In particolare, l’art. 4 della L. 1369/1960 stabiliva che “i diritti spettanti ai prestatori di lavoro […] potranno essere esercitati nei confronti dell’imprenditore appaltante durante l’esecuzione dell’appalto e fino ad un anno dopo la data di cessazione dell’appalto”. L’evidenza che i diritti previdenziali non fossero esercitabili dal lavoratore, in quanto appannaggio di un soggetto terzo (l’Ente previdenziale), aveva portato alla conclusione che l’efficacia del termine annuale di decadenza non potesse essere estesa “ad un soggetto terzo, quale l’Ente previdenziale, i cui diritti scaturenti dal rapporto di lavoro disciplinato dalla legge si sottraggono, pertanto, al predetto termine annuale decadenziale” (da ultimo, Cass. 16 luglio 2018, n. 18809).

La portata innovativa della pronuncia in commento è evidente, considerato che l’orientamento della giurisprudenza di merito, ad oggi consolidato, propende per l’applicazione del termine di decadenza biennale anche all’Ente previdenziale, sul presupposto che quella contemplata all’art. 29, co. 2, del d.lgs. n. 276 del 2003 – nella cornice della responsabilità solidale del Committente – sia una peculiare obbligazione contributiva che, pur legittimando il solo Ente previdenziale alla pretesa, sia del tutto conformata alla speciale azione riconosciuta al lavoratore e, quindi, soggetta al termine di decadenza di due anni. Sarebbe quindi del tutto inconferente quanto già stabilito all’art. 4 della L. 1369/1960, peraltro da ritenersi superato in virtù della sopravvenuta abrogazione e della nuova formulazione dell’art. 29 del d.lgs. n. 276/2003 (cfr. App. Milano 6 luglio 2015, n. 343; richiamata da App. Milano 16 gennaio 2018, n. 2020/2017).
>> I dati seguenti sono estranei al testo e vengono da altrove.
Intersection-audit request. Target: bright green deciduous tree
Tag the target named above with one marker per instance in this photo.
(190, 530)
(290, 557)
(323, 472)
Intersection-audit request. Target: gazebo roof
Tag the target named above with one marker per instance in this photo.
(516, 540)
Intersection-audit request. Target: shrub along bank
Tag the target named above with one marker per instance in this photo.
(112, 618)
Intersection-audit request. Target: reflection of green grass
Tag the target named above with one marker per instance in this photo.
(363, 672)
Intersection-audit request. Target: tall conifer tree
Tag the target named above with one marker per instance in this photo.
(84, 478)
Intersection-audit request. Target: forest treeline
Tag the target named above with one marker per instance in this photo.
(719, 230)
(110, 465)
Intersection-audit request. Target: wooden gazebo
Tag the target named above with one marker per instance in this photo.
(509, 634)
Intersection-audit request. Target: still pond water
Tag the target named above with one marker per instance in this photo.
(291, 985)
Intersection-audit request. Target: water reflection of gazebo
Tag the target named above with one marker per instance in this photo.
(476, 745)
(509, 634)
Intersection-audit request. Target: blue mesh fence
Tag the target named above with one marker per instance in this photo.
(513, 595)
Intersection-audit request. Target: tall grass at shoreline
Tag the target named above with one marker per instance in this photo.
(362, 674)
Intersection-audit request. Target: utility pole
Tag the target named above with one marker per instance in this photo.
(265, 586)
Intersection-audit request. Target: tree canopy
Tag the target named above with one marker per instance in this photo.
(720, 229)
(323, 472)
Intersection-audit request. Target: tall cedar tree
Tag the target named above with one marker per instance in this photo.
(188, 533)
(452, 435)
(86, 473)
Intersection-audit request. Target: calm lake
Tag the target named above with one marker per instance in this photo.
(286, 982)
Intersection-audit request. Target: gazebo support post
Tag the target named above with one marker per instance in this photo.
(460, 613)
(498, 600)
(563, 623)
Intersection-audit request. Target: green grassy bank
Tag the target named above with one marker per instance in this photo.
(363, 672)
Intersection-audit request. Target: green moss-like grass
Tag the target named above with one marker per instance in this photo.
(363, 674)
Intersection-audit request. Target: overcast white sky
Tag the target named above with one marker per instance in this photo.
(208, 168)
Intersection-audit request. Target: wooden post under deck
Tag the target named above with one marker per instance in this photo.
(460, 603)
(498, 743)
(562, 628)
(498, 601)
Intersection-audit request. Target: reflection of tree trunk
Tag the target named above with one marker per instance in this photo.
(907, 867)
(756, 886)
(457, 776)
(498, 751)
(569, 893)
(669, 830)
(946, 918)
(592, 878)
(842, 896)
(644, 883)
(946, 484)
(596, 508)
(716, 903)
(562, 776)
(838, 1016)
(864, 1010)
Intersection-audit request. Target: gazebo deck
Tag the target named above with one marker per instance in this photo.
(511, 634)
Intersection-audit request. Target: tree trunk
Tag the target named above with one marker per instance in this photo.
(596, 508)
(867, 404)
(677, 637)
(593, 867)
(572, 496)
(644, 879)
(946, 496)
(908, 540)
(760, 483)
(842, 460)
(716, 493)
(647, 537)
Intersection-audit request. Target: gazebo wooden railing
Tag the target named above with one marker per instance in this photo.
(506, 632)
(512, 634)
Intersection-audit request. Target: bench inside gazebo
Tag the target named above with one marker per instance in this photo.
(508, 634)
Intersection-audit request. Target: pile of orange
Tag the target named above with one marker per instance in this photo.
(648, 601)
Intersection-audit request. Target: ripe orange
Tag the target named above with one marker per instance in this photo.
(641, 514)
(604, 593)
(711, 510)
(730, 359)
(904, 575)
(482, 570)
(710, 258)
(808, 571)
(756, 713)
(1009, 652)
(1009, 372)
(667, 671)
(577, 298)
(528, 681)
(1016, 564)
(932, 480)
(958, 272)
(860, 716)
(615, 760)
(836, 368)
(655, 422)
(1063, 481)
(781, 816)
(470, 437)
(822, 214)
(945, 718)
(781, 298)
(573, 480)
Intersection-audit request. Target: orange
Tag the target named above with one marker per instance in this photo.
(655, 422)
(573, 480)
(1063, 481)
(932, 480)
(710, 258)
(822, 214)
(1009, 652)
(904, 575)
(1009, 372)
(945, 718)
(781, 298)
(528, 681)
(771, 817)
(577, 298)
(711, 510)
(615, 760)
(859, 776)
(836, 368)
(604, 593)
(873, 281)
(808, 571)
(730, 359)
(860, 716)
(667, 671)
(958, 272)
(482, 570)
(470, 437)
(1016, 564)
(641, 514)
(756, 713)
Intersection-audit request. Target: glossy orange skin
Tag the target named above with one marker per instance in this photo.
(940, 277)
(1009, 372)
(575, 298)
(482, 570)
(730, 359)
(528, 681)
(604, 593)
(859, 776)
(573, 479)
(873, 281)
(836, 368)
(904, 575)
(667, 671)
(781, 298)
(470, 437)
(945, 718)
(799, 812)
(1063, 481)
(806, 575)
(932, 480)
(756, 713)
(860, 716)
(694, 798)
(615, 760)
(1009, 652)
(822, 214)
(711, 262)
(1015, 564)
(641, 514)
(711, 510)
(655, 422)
Invero, la diversa formulazione dell’art. 29, co. 2, del d.lgs. n. 276/2003 – per cui il termine di decadenza biennale non è testualmente ricondotto ai soli “diritti spettanti ai prestatori di lavoratori” ma inerisce distintamente anche all’obbligo, a carico del Committente, di “corrispondere […] i contributi previdenziali dovuti” – indurrebbe ad escludere profili di analogia e/o di coincidenza tra le previsioni dell’art. 4 della L. 1369/1960 e dell’art. 29, co. 2, d.lgs. n. 276/2003. Ciò, tanto più, in quanto l’art. 29, co. 2, d.lgs. n. 276/2003 si porrebbe come lex specialis rispetto all’intera disciplina in materia di appalti e di interposizione di manodopera, peraltro nel quadro del consolidato orientamento in materia, secondo cui le norme che introducono una decadenza sono di stretta interpretazione e insuscettibili di applicazione analogica (Cass. 9 luglio 2010, n. 16214; da ultimo, Trib. Milano 11 luglio 2018, n. 716).

Altro elemento da considerare è che l’orientamento ad oggi consolidato è conforme ai chiarimenti del Ministero del Lavoro e delle Politiche Sociali, contenuti nella Circolare n. 5 dell’11 febbraio 2011, nei termini che seguono: “[…] Il limite temporale per far valere la responsabilità solidale per il pagamento dei  debiti retributivi e contributivi costituisce, dunque, un termine di decadenza per l’esercizio dei relativi diritti.

Inoltre, trattandosi di diritti relativi a oneri sia retributivi che previdenziali, la decadenza opera con riferimento all’esercizio della azione non solo da parte del lavoratore, creditore delle somme dovute a titolo di retribuzione, ma anche da parte degli Istituti, creditori delle somme dovute a titolo di contributi. Per quanto riguarda proprio l’aspetto contributivo, si evidenzia tuttavia che il termine decadenziale di due anni si riferisce evidentemente alla azione dell’Istituto nei confronti del responsabile solidale, mentre resta ferma l’ordinaria prescrizione quinquennale prevista per il recupero contributivo nei confronti del datore di lavoro inadempiente (appaltatore o eventuale subappaltatore)” (Circolare, p. 7).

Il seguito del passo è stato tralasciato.